Have you actually tried this, or is it just a theory? AFAIK, the function
will work because only the schema name is changed.. So please provide
a full working example of a function that fails and I will attempt a
solution.

On Mon, Sep 14, 2015 at 6:36 PM, Jim Nasby <jim.na...@bluetreble.com> wrote:

> On 9/12/15 9:38 AM, Daniel Verite wrote:
>
>> "seriously flawed" is a bit of a stretch. Most sane developers would not
>>> >have schema names of one letter.
>>> >They usually name a schema something practical, which totally avoids
>>> your
>>> >nit picky exception.
>>>
>> That's confusing the example with the problem it shows.
>>
>> Another example could be:
>> if the source schema is "public" and the function body contains
>>     GRANT SELECT on sometable to public;
>> then this statement would be wrongly altered by replace().
>>
>
> Well, the new version actually fixes that.
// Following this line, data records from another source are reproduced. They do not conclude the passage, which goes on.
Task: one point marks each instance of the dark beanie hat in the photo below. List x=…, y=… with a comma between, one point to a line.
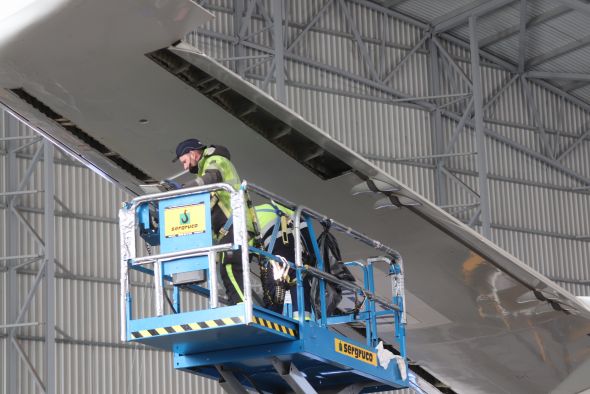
x=187, y=145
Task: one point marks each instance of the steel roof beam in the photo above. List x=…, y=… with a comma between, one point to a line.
x=574, y=85
x=511, y=31
x=577, y=5
x=557, y=52
x=552, y=75
x=461, y=15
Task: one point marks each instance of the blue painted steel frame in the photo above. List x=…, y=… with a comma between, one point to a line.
x=310, y=343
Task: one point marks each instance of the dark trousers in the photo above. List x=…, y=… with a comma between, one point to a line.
x=288, y=252
x=231, y=271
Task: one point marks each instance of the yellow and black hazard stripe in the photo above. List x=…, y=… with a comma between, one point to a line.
x=275, y=326
x=226, y=321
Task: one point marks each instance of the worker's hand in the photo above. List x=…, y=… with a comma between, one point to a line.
x=170, y=184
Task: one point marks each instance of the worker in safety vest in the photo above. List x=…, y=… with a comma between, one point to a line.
x=211, y=164
x=276, y=229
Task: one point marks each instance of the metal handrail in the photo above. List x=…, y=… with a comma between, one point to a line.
x=240, y=239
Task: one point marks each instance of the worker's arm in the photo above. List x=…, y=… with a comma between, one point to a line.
x=209, y=177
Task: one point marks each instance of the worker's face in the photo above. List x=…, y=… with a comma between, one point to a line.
x=190, y=160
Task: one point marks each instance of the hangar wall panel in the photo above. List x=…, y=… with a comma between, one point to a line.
x=532, y=203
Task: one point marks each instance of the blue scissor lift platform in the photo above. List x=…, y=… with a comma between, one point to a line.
x=245, y=346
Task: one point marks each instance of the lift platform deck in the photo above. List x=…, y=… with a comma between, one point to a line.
x=246, y=346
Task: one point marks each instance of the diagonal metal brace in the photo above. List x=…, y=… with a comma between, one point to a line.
x=292, y=376
x=230, y=383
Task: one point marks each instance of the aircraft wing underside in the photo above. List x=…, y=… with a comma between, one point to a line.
x=119, y=95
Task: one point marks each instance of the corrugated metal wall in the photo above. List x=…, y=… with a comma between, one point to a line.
x=90, y=357
x=535, y=214
x=534, y=217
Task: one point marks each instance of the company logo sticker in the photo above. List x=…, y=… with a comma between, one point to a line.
x=358, y=353
x=184, y=220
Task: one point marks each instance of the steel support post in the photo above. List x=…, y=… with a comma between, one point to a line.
x=49, y=296
x=441, y=197
x=239, y=29
x=11, y=297
x=277, y=9
x=482, y=167
x=522, y=37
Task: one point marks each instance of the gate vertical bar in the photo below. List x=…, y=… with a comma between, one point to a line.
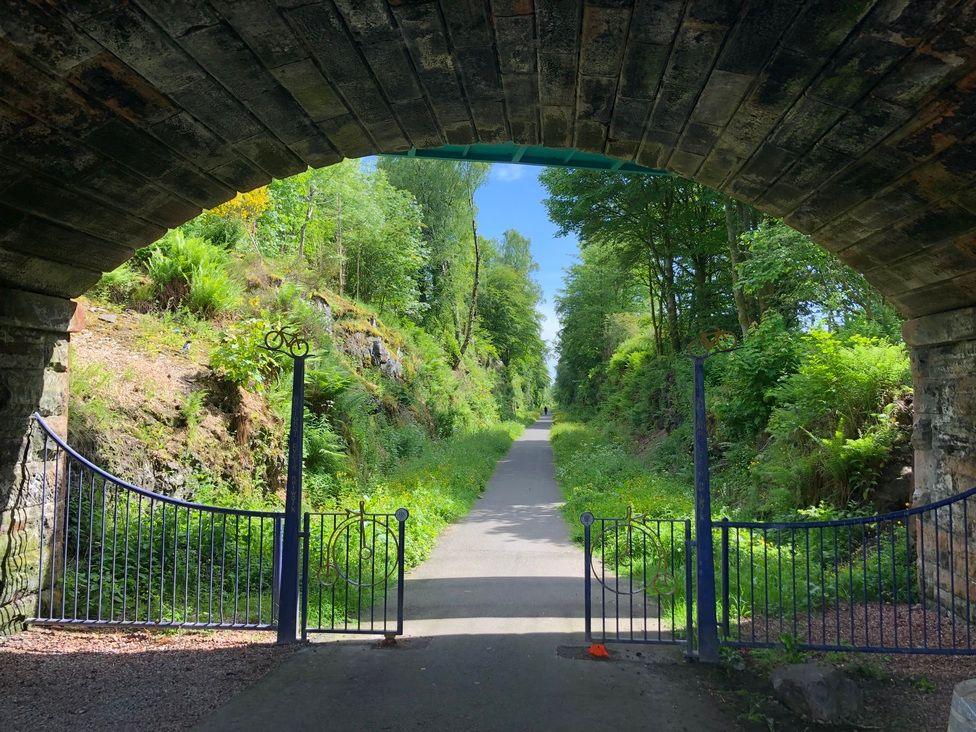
x=306, y=523
x=288, y=604
x=689, y=591
x=587, y=521
x=401, y=516
x=705, y=563
x=725, y=577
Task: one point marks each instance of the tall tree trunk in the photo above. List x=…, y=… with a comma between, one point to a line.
x=670, y=297
x=474, y=285
x=733, y=229
x=309, y=208
x=342, y=254
x=658, y=349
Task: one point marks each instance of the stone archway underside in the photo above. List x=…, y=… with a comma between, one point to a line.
x=853, y=119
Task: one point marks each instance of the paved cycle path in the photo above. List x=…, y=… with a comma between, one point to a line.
x=485, y=617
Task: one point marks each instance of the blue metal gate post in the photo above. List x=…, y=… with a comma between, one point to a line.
x=292, y=345
x=704, y=562
x=288, y=615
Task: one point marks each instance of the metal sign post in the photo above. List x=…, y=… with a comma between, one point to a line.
x=708, y=644
x=291, y=345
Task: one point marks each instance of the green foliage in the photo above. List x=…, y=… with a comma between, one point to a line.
x=189, y=271
x=598, y=474
x=745, y=395
x=241, y=357
x=800, y=281
x=121, y=285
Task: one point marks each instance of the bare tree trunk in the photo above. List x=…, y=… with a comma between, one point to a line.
x=359, y=252
x=309, y=208
x=342, y=254
x=733, y=229
x=474, y=285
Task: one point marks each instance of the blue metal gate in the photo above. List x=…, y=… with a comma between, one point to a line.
x=112, y=553
x=353, y=573
x=894, y=583
x=638, y=580
x=123, y=555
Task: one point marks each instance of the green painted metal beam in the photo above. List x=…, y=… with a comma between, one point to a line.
x=529, y=155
But you could still trip this
> up, certainly in the functions. IE:
>
> CREATE FUNCTION ...
>   SELECT old.field FROM old.old;
>
> That will end up as
>
>   SELECT new.field FROM new.old
>
> which won't work.
>
> My objection is not about some corner case: it's the general
>> idea of patching the entire body of a function without a fully-fledged
>> parser that is dead on arrival.
>>
>
> ISTM that's also the biggest blocker for allowing extensions that refer to
> other schemas to be relocatable. It would be interesting if we had some way
> to handle this inside function bodies, perhaps via something equivalent to
> @extschema@.
> --
> Jim Nasby, Data Architect, Blue Treble Consulting, Austin TX
> Experts in Analytics, Data Architecture and PostgreSQL
> Data in Trouble? Get it in Treble! http://BlueTreble.com
>



-- 
*Melvin Davidson*
I reserve the right to fantasize.  Whether or not you
wish to share my fantasy is entirely up to you.